- Location in Hakha district (in red)
- Country: Burma
- State: Chinland
- District: Hakha District

Area
- • Total: 1,608.2 sq mi (4,165.3 km^{2})

Population (2024)
- • Total: 63,123
- • Density: 39.250/sq mi (15.154/km^{2})
- Time zone: UTC+6:30 (MST)

= Hakha Township =

Township in Chinland, Myanmar (Burma)

Hakha Township (ဟားခါးမြို့နယ်) is a township of Hakha District in the Chin State of Burma. It surrounds the city of Hakha, the state capital.
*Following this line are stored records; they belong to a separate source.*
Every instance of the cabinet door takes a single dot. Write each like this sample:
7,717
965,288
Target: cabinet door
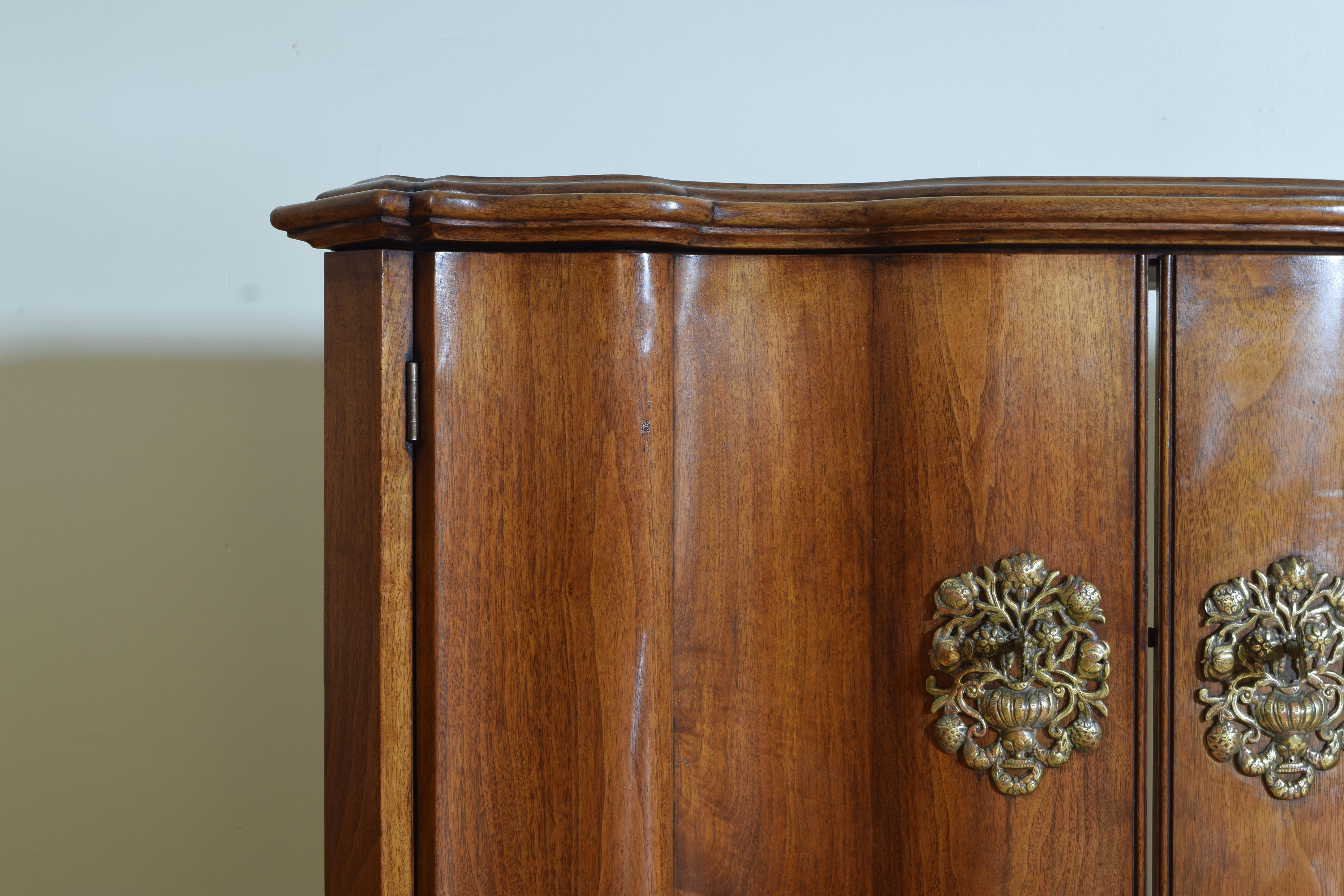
1256,409
851,433
1007,421
681,523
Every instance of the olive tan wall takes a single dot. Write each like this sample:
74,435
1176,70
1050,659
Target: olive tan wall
161,628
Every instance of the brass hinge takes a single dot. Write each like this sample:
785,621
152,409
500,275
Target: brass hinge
412,402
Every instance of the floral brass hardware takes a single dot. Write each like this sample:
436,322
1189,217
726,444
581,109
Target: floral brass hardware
1023,657
1277,651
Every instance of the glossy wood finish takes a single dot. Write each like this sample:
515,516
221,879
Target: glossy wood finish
773,686
1259,475
1092,211
368,625
1006,421
544,574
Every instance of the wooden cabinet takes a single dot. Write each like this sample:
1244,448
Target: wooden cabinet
721,541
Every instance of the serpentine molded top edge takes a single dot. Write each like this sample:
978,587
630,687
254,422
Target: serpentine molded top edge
648,211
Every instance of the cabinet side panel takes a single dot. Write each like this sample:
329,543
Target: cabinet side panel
1006,422
368,608
773,575
1259,473
544,570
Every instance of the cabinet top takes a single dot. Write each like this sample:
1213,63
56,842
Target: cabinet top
462,213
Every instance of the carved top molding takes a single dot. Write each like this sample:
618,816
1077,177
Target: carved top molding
648,211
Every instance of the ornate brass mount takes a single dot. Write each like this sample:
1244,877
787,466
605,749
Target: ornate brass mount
1277,652
1023,657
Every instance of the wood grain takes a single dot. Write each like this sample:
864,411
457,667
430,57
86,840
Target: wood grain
368,610
1006,414
1259,475
773,575
1060,211
544,574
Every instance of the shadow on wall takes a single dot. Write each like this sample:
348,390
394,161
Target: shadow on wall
161,628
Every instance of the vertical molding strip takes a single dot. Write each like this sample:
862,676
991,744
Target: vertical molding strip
368,575
1166,558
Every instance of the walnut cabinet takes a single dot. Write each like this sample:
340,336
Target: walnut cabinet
725,541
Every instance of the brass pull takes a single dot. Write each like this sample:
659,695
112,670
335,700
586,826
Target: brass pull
1277,655
1023,657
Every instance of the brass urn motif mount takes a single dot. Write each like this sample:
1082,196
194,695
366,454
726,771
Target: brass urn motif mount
1277,653
1023,660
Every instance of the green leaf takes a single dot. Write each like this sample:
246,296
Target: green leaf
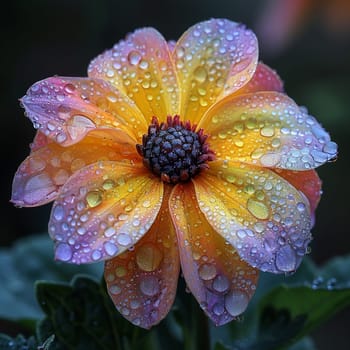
31,259
286,308
18,343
It became part of Falam District until Hakha District was formed by the first Chin State Hluttaw emergency meeting No. 2/2012 on 1 June 2012.

==Settlements==
- Buanlung
- Za Thal
- Dawngva
- Surkhua
- Sakta
- Loklung
- Vanmualthar
- Khuapi
- Lungrang
- Lungtar
- Phaizawng(Lungthin Pi)
- Phaipha
- Lungkhin
- Lunghau
- Bungzung
- Leium
- Bongtuah
- Dumvaa
- Tilak
- Hausen
- Keizuan
- Dinlaupa hausen
- Maukhua

==Demographics==

The 2024 Myanmar census reported that Hakha Township had a population of 63,123, up from 48,352 in 2014. The population density was 11.6 people per km^{2}. The census reported that the median age was 23.2 years, and there were 91 males per 100 females. The 9,917 households had a mean household size of 4.7.